In order to demonstrate the use of my script nucleotide_difference_imbalance_plot_stylized_like_Figure_8_of_Morrill_et_al_2016.py
, found here, I'll use it to plot nucleotide difference imbalance for the span of coordinates from the Saccharomyces cerevisiae S288C reference sequence that is similar to Figure 8, panel B of Morrill et al 2016(PMID: 27026700).
This will also demonstrate in the 'Preparation' section use of my script get_chromosomal_coordinates_as_FASTA.py
, found here, to use YeastMine to retrieve a sequence for a specified region of a S. cerevisiae chromosome.
Full reference for the plot style/approach:
References for sequence data and YeastMine/Intermine interface used in demonstration:
If you haven't used one of these notebooks before, they're basically web pages in which you can write, edit, and run live code. They're meant to encourage experimentation, so don't feel nervous. Just try running a few cells and see what happens!.
Some tips:
The script needs a sequence file in FASTA format to take as input to scan and then plot the related traits across the sequence. Here we will retrieve a sequence of a span of the yeast chromosomes IV and use that as the input for the script demonstration below.
To do that we'll use my script get_chromosomal_coordinates_as_FASTA.py
, found here, to use YeastMine to retrieve a sequence for a specified region of a S. cerevisiae chromosome.
# Get the script
!curl -OL https://raw.githubusercontent.com/fomightez/yeastmine/master/get_chromosomal_coordinates_as_FASTA.py
% Total % Received % Xferd Average Speed Time Time Time Current Dload Upload Total Spent Left Speed 100 16021 100 16021 0 0 151k 0 --:--:-- --:--:-- --:--:-- 151k
Get a sequence to work with.
%run get_chromosomal_coordinates_as_FASTA.py IV 200000-220000
Sequence on Watson strand specified...retrieving sequence from chromosome IV...making FASTA formatted entry with retrieved sequence... File of genomic sequence saved as 'S288C_chrIV_200000-220000_genomic.fsa'. Finished.

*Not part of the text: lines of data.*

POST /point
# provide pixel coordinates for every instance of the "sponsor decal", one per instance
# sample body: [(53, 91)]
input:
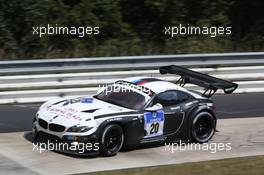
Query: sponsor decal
[(154, 123)]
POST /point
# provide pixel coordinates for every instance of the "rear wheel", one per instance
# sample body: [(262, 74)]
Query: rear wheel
[(112, 139), (203, 127)]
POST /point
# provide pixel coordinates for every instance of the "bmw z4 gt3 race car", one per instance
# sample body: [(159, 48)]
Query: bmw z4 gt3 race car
[(135, 111)]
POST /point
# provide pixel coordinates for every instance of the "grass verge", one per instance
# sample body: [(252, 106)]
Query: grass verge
[(235, 166)]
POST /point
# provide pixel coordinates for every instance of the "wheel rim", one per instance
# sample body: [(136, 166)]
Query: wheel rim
[(113, 140), (203, 127)]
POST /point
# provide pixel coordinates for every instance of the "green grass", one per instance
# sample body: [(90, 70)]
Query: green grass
[(235, 166)]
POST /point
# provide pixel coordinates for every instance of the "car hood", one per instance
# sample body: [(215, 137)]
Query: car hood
[(79, 111)]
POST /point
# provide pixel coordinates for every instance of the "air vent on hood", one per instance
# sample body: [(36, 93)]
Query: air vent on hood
[(90, 111)]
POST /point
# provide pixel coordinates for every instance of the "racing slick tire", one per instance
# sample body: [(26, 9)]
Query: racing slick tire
[(203, 127), (35, 134), (112, 139)]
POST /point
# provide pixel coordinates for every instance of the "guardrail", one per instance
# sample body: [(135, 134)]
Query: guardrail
[(29, 81)]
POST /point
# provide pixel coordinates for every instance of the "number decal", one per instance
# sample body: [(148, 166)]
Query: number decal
[(154, 122), (154, 128)]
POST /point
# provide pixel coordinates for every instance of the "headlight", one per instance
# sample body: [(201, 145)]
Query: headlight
[(35, 119), (79, 129)]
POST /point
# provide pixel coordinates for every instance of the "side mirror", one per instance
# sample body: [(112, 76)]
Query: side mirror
[(155, 107)]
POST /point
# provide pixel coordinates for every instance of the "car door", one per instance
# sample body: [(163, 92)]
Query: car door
[(172, 101)]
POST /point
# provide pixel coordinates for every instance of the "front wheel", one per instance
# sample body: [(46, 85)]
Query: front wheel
[(35, 134), (203, 127), (111, 140)]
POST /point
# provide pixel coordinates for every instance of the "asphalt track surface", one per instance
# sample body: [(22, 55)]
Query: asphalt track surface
[(241, 124), (18, 118)]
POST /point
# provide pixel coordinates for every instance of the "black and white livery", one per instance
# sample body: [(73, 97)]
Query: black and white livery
[(136, 111)]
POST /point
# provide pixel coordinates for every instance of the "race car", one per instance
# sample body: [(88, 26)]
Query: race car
[(135, 111)]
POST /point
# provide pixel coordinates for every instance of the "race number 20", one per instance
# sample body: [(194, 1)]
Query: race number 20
[(154, 122)]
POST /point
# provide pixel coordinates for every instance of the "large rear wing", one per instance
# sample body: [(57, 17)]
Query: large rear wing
[(211, 84)]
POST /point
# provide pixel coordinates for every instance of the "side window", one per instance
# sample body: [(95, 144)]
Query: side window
[(170, 98), (182, 96)]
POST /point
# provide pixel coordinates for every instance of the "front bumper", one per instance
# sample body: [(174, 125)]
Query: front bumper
[(74, 145)]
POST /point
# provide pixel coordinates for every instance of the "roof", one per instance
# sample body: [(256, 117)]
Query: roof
[(154, 84)]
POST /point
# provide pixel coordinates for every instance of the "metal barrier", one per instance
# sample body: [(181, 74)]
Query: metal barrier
[(28, 81)]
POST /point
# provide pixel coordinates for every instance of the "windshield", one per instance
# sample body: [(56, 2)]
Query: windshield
[(122, 96)]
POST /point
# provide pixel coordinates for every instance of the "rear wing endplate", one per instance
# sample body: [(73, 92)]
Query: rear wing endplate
[(211, 84)]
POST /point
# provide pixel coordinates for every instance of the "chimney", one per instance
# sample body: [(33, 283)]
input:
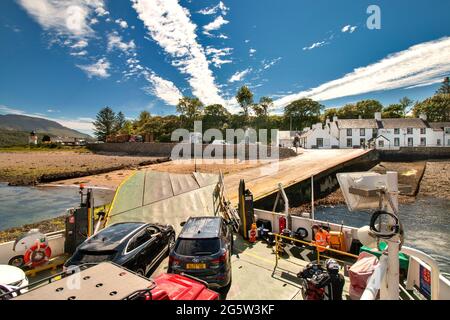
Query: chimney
[(378, 116)]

Now we have a sequence to use to plot.
There is also a dependency for the plotting script that isn't currently installed by default in this environment. (Whether that is already installed could change at a later point and then there is still no harm running this still, and it will just say something to the effect that it already satisfied.)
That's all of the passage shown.